‘Ozzie’ Zuckerman, chronicler of Jewish Trenton
http://bit.ly/TJPGallery1Orvill “Ozzie” Zuckerman, 88, of Pennington, chronicler of the historic Jewish community of Trenton via his long-running column for New Jersey Jewish News, died June 30, 2012.
Born in Waynesboro, Pa., he was a former resident of Trenton.
Mr. Zuckerman was the proprietor of the Hermitage Delicatessen for 26 years and later Aamco Transmission Company in Bristol, Pa., before retiring.
He attended the University of Wisconsin and Marquette University and was a World War II Navy veteran.
He wrote “The Old Neighborhood” for NJJN through 2006, when ill health forced him to stop. Through the column he painted a lively picture of events and characters from the ’20s through the ’50s, conveying the richness and diversity of the Jewish community of Trenton.
Although he never met Zuckerman, Ed Alpern of Pennington, who runs the Trenton Jewish Project, said he owes him a huge debt of gratitude as he carries on the legacy of preserving the history of the Jews of Trenton.

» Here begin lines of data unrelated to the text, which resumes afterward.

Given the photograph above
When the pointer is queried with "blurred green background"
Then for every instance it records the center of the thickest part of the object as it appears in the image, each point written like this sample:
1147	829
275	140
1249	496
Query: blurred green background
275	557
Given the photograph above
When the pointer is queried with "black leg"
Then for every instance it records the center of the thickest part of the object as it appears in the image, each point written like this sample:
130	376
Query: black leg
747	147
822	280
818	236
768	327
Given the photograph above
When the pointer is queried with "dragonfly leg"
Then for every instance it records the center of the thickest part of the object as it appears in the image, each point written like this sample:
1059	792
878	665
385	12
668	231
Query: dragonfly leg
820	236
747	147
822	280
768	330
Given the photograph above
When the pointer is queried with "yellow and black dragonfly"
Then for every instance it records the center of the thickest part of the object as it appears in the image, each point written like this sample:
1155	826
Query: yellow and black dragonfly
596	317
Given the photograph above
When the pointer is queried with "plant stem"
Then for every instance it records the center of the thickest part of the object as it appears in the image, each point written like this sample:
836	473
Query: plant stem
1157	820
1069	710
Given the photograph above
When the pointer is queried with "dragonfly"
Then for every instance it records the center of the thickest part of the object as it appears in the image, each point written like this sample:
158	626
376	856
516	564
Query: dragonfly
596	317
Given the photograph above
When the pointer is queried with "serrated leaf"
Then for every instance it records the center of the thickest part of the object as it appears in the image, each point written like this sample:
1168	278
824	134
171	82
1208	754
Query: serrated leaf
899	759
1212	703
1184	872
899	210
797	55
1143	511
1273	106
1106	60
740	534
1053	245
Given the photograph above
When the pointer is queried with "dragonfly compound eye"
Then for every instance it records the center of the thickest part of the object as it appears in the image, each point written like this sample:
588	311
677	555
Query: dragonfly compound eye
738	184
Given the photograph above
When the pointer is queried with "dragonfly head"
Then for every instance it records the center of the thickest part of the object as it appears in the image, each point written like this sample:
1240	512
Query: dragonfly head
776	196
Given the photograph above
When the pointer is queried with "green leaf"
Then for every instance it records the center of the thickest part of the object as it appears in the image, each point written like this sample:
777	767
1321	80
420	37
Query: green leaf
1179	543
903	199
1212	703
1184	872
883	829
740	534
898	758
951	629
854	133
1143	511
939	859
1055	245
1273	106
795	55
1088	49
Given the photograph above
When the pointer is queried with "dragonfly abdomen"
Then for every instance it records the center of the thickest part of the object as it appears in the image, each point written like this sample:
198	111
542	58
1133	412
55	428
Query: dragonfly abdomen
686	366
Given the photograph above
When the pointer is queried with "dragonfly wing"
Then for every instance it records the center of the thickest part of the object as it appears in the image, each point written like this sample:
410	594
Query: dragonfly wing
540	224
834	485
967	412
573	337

Zuckerman was well known for maintaining and continuously expanding the Jewish Historical Society of Trenton’s archives, a vast collection of documents, photographs, and recordings of interviews, many of them in Yiddish.
By the time Alpern developed his interest in the Jews of Trenton, he said, “Mr. Zuckerman’s health was declining and he was living at Greenwood House in Ewing. I grew to know him, though, through the meticulous filings and audio tapes and his handwriting on the back of thousands of pictures that are part of the JHS archives now housed in the Trentonia section of the Trenton Public Library.”
The archives, Alpern said, “are a treasure trove for anyone interested in the Jews of Trenton, but without people to do the digging, the material there might as well be buried. Ozzie knew the value of the historical documents of the institutions that supported almost 7,000 Jews during Trenton’s heyday — but what struck me in going over his materials in the archives is that he was so ahead of his time.”
Zuckerman, said Alpern, “gathered oral history and stories of what life was like for the people of Jewish Trenton…. These are people that Ozzie knew and whose stories he told.”
Alpern said he seeks the community’s help in continuing the work Zuckerman started and that he is carrying on through the Trenton Jewish Project by visiting his blog (trentonjewishproject.blogspot.com) and identifying photos (bit.ly/TJPGallery1).
Alpern added that he’s been working with leaders of the Betty and Milton Katz JCC of Princeton Mercer Bucks, which is set to open on the new Wilson campus in West Windsor — including president Lynne Azarchi and CEO Lee Rosenfield — “to make sure that the link to the past is not only preserved, but celebrated.”
“There are no historic signs or markers in Trenton to inform anyone that there once was a thriving Jewish community there,” said Alpern. “Ozzie’s good work has left us a motherlode of material that we can spend years happily mining, so that the coming generations might know.
“Thank you, Mr. Zuckerman.”
Zuckerman is survived by his wife, Lenora Levin Zuckerman; two sons, Michael and Daniel; a brother, Samuel; and five grandchildren.
Services were held July 2 with arrangements by Orland’s Ewing Memorial Chapel, Ewing. Memorial contributions may be made to Greenwood House, 53 Walter St., Ewing, NJ 08628.